They actually are, if you can keep a reasonable distance from the fire. They are virtually identical to another Globe model that _is_ rated for structural firefighting; I believe the only differences are that these are 2" shorter and lack the thermal insulation layer. But the exterior is virtually the same on both models, including the same flame-resistant leather and other features.

http://www.globefiresuits.com/footgear/products-and-solutions/structural-12in-zipper-speed-lace.aspx

Personally, I'm not too keen on the idea of a lace-up structural firefighting boot. Even with the zipper laced in I think it'd take longer to get them on. On the other hand, I guess having laces means the boot can be tighter than a slip-on boot, and I do like my boots tight...

Any of you guys in Howard County, if you want to see the boot I mentioned earlier in person, let me know and I'll come by your station. They really are pretty comfortable. They used to claim that they're just as comfortable as athletic sneakers. Other than the fact that they weigh a lot more, I think the claim was fairly accurate.

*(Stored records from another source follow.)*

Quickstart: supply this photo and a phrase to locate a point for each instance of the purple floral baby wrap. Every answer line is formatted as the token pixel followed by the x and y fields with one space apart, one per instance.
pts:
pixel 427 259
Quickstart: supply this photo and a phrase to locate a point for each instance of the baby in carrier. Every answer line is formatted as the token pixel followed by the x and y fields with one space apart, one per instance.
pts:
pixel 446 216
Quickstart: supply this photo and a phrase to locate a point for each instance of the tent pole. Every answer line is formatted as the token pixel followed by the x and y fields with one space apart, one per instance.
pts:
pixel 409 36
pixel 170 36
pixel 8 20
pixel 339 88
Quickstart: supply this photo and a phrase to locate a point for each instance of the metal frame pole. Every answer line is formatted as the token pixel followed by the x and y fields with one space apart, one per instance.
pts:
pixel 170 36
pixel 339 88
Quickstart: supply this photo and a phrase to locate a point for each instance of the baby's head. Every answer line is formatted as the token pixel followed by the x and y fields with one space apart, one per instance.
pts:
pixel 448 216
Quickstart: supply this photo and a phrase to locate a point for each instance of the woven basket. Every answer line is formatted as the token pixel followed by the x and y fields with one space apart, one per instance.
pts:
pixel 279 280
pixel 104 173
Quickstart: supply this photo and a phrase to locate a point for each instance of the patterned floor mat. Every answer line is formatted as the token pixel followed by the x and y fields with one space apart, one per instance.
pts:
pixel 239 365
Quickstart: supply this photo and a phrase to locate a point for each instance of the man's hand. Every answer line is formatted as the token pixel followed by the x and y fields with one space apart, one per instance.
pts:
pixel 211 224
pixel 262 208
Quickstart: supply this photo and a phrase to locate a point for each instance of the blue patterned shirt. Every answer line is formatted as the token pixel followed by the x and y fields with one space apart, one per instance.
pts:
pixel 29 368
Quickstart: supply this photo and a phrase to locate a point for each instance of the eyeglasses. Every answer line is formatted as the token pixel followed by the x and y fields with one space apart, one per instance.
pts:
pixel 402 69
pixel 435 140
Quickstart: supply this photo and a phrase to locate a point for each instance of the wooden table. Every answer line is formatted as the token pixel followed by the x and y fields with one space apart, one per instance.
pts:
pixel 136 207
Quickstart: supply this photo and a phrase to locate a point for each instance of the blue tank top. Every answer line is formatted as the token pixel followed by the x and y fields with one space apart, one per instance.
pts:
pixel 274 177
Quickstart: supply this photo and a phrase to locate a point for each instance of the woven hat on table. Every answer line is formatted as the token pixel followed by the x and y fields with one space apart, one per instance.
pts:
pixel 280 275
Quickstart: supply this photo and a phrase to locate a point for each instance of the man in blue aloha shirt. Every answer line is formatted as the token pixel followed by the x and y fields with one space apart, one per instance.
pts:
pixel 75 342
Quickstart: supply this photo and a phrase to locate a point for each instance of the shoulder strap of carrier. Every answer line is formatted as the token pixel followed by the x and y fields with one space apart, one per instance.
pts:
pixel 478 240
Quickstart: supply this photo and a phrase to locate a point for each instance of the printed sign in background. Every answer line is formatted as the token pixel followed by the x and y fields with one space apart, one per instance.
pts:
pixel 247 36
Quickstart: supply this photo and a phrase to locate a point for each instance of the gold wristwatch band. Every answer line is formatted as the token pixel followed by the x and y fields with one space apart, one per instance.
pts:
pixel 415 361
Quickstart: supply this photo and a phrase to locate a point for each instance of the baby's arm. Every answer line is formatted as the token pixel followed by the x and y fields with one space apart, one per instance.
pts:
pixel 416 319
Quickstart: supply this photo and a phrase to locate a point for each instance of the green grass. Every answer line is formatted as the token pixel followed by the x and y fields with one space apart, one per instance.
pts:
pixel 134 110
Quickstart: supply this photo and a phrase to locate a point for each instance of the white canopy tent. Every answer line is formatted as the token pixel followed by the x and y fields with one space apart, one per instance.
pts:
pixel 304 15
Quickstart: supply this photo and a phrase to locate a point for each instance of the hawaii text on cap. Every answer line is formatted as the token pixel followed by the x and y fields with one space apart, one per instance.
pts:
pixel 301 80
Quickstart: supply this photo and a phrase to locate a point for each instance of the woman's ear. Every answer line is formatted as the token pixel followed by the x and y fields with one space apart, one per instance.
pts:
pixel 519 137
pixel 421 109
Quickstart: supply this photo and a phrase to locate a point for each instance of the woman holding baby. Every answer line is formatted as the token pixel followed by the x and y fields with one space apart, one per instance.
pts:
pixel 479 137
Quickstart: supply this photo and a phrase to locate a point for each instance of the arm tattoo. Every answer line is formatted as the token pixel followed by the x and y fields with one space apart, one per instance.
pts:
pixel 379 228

I do have two complaints about this boot, though. First, I wish it had a built-in side zipper instead of a lace-in zipper. Second, the tongue is very wide and has to be either folded over on itself, or tucked halfway around my calf on both sides to get the boot zipped up tight.


----------



## AustinNative (Jan 8, 2011)

I got a pair of Haix X-1s for X-mas, and they were extremely comfortable the very first day.


----------